Frequently Asked Questions:

Is the payroll tax holiday a current law?
No. The payroll tax holiday is an executive order from President Trump. The president can authorize a temporary deferral of payroll taxes, but the deferred taxes can only be permanently forgiven with authorization from Congress.

How long will the holiday last?
According to the executive order, the payroll tax holiday will begin on Sept. 1, 2020 and end on Dec. 31, 2020.

How much will each person receive?
It depends on your income. If you earn $100,000 or less annually before taxes, you’ll see each paycheck increase by about 6.2%. If you make $50,000 per year before taxes, you’ll see an extra $258 per month distributed across your paychecks. Over the four-month holiday period, you’d receive an extra $1,032.

Will I have to pay this money back?
That’s unclear. Since the payroll tax holiday is a temporary deferral, it’s possible that you may have to repay the extra money you receive in your paycheck.

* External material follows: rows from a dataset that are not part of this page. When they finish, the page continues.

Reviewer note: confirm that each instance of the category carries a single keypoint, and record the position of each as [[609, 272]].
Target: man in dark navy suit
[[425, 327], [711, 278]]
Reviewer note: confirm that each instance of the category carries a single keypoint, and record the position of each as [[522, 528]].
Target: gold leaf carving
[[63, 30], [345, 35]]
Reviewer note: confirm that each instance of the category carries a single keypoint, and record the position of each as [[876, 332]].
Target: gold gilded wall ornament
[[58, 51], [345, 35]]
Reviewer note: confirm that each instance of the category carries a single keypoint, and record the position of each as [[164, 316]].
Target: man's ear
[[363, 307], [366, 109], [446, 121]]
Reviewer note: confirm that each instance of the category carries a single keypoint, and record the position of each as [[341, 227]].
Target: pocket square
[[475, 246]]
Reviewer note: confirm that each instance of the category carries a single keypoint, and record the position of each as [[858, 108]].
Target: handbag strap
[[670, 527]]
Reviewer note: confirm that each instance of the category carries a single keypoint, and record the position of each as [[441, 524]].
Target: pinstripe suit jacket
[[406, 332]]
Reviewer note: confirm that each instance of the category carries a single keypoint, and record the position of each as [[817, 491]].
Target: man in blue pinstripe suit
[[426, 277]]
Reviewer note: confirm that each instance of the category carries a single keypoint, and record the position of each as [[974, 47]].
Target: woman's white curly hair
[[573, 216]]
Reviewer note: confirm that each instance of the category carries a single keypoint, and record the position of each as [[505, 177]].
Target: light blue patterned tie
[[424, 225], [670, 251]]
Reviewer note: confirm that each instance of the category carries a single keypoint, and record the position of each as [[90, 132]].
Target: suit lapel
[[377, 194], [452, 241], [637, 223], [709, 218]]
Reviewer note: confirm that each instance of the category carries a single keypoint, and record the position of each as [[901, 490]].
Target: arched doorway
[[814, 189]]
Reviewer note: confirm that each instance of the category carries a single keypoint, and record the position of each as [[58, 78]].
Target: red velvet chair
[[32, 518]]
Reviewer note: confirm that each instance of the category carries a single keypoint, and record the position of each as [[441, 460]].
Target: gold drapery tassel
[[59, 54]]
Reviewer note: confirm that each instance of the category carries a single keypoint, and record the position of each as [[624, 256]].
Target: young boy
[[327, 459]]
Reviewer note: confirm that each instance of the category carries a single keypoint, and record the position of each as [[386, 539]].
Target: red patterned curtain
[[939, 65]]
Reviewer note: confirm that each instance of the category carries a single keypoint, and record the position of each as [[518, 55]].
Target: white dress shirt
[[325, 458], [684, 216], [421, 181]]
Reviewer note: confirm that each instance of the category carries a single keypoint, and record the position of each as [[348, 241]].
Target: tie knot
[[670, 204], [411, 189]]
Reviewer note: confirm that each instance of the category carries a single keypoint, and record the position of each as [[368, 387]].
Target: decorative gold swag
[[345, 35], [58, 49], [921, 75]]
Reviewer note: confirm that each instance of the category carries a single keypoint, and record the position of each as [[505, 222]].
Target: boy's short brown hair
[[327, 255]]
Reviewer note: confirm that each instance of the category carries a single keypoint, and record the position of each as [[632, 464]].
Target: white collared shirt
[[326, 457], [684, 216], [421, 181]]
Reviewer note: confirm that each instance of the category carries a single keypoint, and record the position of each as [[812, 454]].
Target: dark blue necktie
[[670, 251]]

It’s also possible that Congress could decide to forgive the deferred payroll taxes.

Your employer could continue withholding your payroll taxes if it’s uncertain whether the deferral will become permanent.

If Congress approves a second stimulus package, more details may be included in that legislation.

Can I choose not to participate?
Watch for guidance from your employer about whether or not your company will participate in the payroll tax holiday. Your employer may choose to continue withholding during a temporary payroll tax holiday. But if your employer pauses withholding, you probably will not be able to ask your employer to hold onto that extra cash.

I’m not working right now. Will I get any money?
The payroll tax holiday only applies to people who are receiving a paycheck from an employer who withholds payroll taxes. If you aren’t working, you won’t receive any funds from the executive order.